Et tous les trois mois, c'est le casse-tête. Pour tenter de sortir de ce guêpier, le gouvernement a multiplié les « formules tarifaires » supposées automatiser la fixation du prix. Mais il n'a jamais pu résister à la tentation d'intervenir. « La dernière formule n'a été appliquée qu'une fois », souligne Fabien Choné. La suivante est à l'étude.

Pourquoi opter pour ce recours - rare - qui vise à obliger le ministre à augmenter les prix ? D'abord, parce que l'annulation de l'arrêté, demandé également par GDF Suez, ferait revenir au tarif précédent... identique, donc. Ensuite, parce que l'Anode estime indispensable de vendre le gaz à son véritable prix. « Pour envoyer au consommateur le juste signal et éviter de faire payer à tous, plus tard le rattrapage. Mais surtout, cette situation affaiblit la concurrence, qui est pourtant le seul garant de prix compétitifs », estime le président de l'Anode.

Le régulateur prône une meilleure prise en compte des prix de marché.

La Commission de régulation de l'énergie (CRE) envisage une remise à plat des tarifs du gaz en France. Cette dernière pourrait se traduire par une plus grande prise en compte des prix de marché, a fait savoir une porte-parole de la CRE, confirmant des informations du Figaro.

Dans un rapport sur les coûts d'approvisionnement de GDF Suez , la CRE juge nécessaire de réformer les tarifs réglementés pour les particuliers, voire de supprimer ces tarifs fixés par l'Etat, qui font régulièrement l'objet de vives polémiques et que le gouvernement a choisi de geler après la dernière hausse survenue en avril.

La Commission souhaite ainsi que la formule de calcul des tarifs intègre une part plus importante d'indexation sur les prix de marché, actuellement plus avantageux que les coûts d'approvisionnement à long terme importés en France et indexés sur le pétrole, a précisé une porte-parole de la CRE.

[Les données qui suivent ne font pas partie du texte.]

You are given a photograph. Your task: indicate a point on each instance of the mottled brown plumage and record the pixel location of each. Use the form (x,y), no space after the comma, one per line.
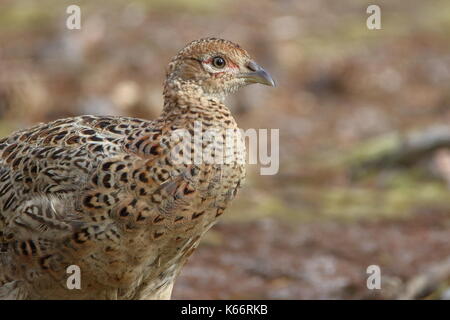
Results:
(107,194)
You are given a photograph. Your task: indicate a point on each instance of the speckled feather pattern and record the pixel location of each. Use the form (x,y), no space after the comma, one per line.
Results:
(104,193)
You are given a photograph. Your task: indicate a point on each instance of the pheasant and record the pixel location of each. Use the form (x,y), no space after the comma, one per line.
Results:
(109,194)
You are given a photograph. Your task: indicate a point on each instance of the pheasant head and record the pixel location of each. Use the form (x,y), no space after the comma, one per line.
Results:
(214,68)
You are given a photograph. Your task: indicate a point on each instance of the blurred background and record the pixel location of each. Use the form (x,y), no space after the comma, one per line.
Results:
(363,115)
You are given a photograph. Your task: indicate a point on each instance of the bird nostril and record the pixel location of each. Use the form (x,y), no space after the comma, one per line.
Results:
(252,66)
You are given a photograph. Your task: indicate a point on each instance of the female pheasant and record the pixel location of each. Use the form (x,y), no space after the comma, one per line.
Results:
(109,194)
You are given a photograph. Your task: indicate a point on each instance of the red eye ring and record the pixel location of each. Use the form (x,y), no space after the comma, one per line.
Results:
(218,62)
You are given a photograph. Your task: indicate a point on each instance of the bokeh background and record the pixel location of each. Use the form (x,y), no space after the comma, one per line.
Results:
(364,130)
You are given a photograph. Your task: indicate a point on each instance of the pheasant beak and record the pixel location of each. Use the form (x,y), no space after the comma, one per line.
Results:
(257,75)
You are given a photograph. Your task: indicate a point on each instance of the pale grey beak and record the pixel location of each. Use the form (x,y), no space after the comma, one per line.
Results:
(257,75)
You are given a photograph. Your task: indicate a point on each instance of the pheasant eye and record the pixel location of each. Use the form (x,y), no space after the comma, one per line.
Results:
(219,62)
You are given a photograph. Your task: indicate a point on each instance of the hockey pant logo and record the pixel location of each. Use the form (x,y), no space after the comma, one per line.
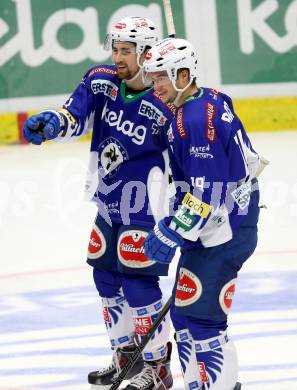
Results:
(118,320)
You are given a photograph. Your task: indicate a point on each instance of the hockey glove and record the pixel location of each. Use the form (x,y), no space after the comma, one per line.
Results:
(161,243)
(42,127)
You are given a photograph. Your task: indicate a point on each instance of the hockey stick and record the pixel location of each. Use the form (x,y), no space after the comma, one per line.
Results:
(140,347)
(169,18)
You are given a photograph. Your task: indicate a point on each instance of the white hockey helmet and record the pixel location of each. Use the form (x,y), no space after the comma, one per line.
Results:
(170,55)
(141,31)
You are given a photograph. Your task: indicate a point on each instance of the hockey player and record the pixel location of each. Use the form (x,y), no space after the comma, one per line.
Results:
(127,155)
(215,219)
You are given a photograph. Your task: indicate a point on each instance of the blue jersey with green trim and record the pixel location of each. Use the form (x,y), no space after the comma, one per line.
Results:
(214,167)
(127,172)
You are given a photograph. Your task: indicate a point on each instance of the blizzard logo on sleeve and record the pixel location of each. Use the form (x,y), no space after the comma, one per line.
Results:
(131,250)
(179,122)
(227,116)
(210,129)
(106,87)
(152,112)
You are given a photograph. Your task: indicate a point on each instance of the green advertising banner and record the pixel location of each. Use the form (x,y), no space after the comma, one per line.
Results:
(257,41)
(46,46)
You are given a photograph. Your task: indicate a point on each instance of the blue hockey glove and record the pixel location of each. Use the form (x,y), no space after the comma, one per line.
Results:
(161,243)
(42,127)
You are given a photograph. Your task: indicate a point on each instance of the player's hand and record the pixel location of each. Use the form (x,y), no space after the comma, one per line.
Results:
(42,127)
(161,243)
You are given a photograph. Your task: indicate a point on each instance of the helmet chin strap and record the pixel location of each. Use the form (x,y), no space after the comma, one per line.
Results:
(180,91)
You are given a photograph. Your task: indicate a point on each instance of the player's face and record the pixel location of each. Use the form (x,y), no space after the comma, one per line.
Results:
(163,85)
(125,59)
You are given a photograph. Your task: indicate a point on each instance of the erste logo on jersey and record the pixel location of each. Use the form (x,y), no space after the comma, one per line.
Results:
(106,87)
(188,289)
(97,244)
(131,250)
(152,112)
(226,295)
(111,154)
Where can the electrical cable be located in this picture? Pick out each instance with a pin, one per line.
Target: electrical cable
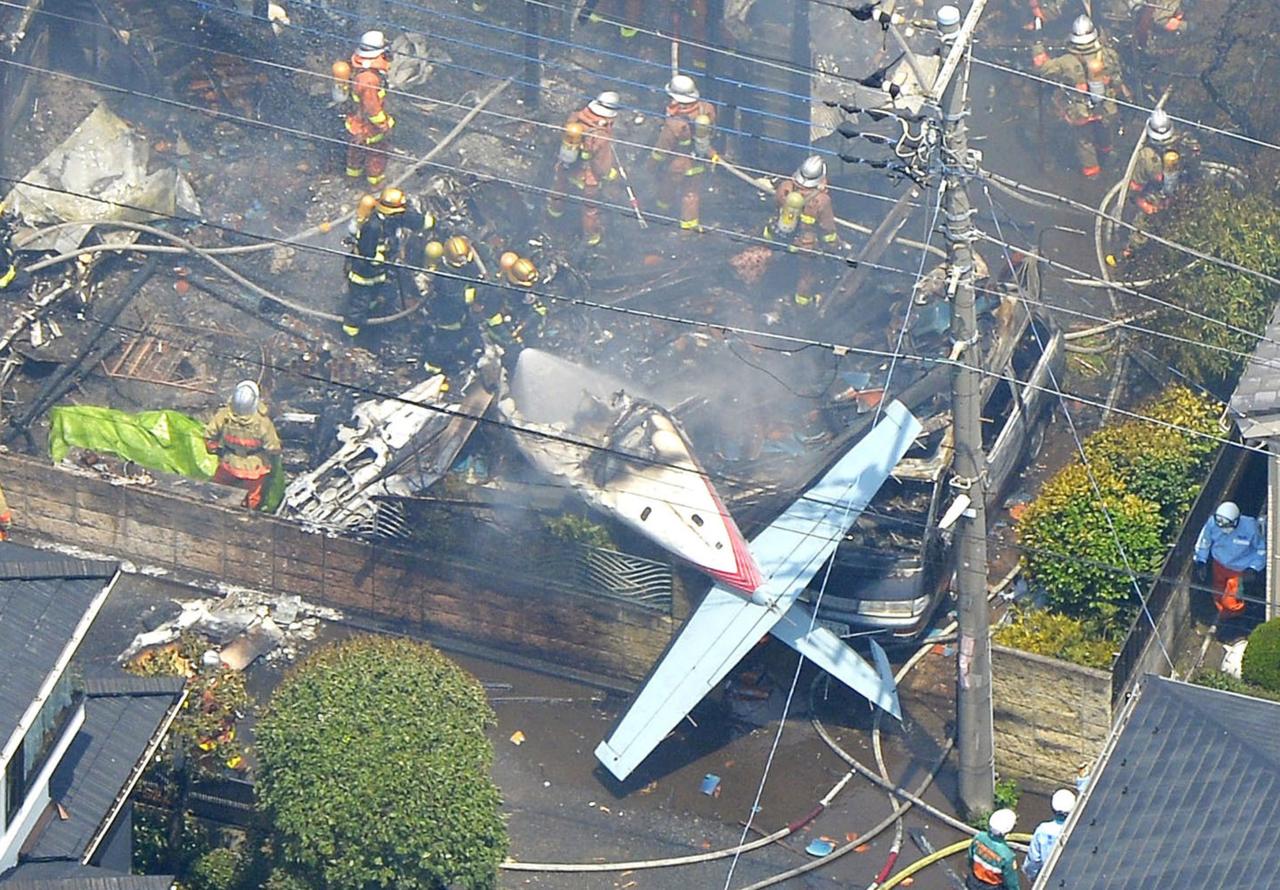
(522, 58)
(661, 316)
(1120, 101)
(1088, 469)
(616, 208)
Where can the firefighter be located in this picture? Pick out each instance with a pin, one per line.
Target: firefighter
(453, 336)
(373, 268)
(1088, 110)
(585, 161)
(1165, 163)
(12, 277)
(512, 313)
(245, 441)
(5, 516)
(682, 150)
(805, 222)
(362, 86)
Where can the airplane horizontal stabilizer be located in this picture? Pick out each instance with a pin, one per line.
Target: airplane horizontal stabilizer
(828, 652)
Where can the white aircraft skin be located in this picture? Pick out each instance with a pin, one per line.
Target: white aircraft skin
(730, 621)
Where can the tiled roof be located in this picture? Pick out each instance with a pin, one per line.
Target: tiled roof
(74, 876)
(1185, 801)
(42, 598)
(120, 719)
(1257, 395)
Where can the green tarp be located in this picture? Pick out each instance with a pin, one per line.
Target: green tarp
(165, 441)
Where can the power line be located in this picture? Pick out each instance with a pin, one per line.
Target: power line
(616, 208)
(836, 348)
(1144, 109)
(622, 209)
(393, 91)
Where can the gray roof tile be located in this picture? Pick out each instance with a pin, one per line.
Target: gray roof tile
(42, 597)
(119, 720)
(1185, 801)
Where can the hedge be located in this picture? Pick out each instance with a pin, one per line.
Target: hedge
(375, 771)
(1070, 538)
(1261, 665)
(1056, 635)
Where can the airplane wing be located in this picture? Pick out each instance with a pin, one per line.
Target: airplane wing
(727, 625)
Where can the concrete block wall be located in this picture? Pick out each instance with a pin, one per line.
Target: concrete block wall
(196, 539)
(1051, 716)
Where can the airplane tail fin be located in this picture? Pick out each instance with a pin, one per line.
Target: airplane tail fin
(828, 652)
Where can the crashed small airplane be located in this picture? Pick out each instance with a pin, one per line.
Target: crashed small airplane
(728, 624)
(627, 457)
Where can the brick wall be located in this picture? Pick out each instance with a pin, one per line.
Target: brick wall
(1051, 716)
(193, 538)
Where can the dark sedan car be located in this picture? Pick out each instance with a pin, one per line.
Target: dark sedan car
(895, 566)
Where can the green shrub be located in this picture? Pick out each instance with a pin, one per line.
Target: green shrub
(1152, 462)
(1070, 546)
(1055, 635)
(1242, 229)
(1008, 793)
(579, 530)
(215, 870)
(1196, 416)
(375, 771)
(1261, 665)
(1161, 464)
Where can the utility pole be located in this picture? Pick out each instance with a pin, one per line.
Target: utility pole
(974, 722)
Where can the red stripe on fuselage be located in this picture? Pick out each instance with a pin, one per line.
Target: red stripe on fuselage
(746, 575)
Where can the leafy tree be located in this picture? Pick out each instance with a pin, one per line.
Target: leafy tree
(1244, 231)
(1070, 546)
(375, 771)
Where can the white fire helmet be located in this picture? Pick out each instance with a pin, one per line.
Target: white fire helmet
(1160, 128)
(606, 105)
(1083, 33)
(1001, 822)
(245, 398)
(682, 90)
(1063, 802)
(373, 44)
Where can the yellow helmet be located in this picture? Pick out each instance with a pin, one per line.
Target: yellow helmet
(457, 251)
(522, 273)
(392, 201)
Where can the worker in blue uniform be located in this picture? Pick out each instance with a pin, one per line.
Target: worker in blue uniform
(1047, 833)
(1232, 552)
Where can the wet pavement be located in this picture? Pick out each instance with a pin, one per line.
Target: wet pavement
(563, 808)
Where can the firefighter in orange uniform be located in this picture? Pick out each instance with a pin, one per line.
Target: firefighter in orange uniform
(585, 160)
(808, 222)
(1088, 108)
(684, 149)
(245, 441)
(362, 85)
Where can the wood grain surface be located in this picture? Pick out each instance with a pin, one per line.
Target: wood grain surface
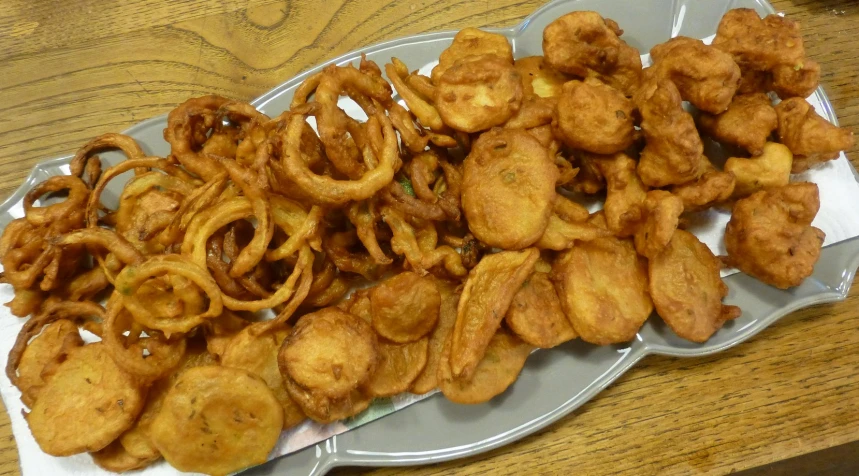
(75, 69)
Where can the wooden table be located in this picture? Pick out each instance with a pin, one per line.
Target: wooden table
(72, 70)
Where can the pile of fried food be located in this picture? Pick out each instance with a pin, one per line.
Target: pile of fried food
(217, 285)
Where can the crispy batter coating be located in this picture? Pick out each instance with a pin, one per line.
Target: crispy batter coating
(594, 117)
(472, 41)
(770, 236)
(405, 307)
(674, 152)
(487, 295)
(811, 138)
(535, 315)
(217, 420)
(478, 92)
(508, 189)
(770, 169)
(705, 76)
(687, 290)
(602, 285)
(86, 405)
(748, 122)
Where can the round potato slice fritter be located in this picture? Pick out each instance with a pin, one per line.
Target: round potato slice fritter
(86, 405)
(330, 353)
(405, 307)
(508, 189)
(687, 290)
(217, 420)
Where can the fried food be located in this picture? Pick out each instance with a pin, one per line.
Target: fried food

Alors que cette indexation sur le pétrole pèse pour 90% dans la fixation des prix, cette part pourrait selon le régulateur tomber à 70%. Dans l'hypothèse d'une suppression des tarifs réglementés pour les ménages, le CRE prône "une réflexion sur l'évolution des dispositifs sociaux (...) qui permettrait le cas échéant de venir en aide aux ménages les plus modestes", a précisé la porte-parole de la CRE.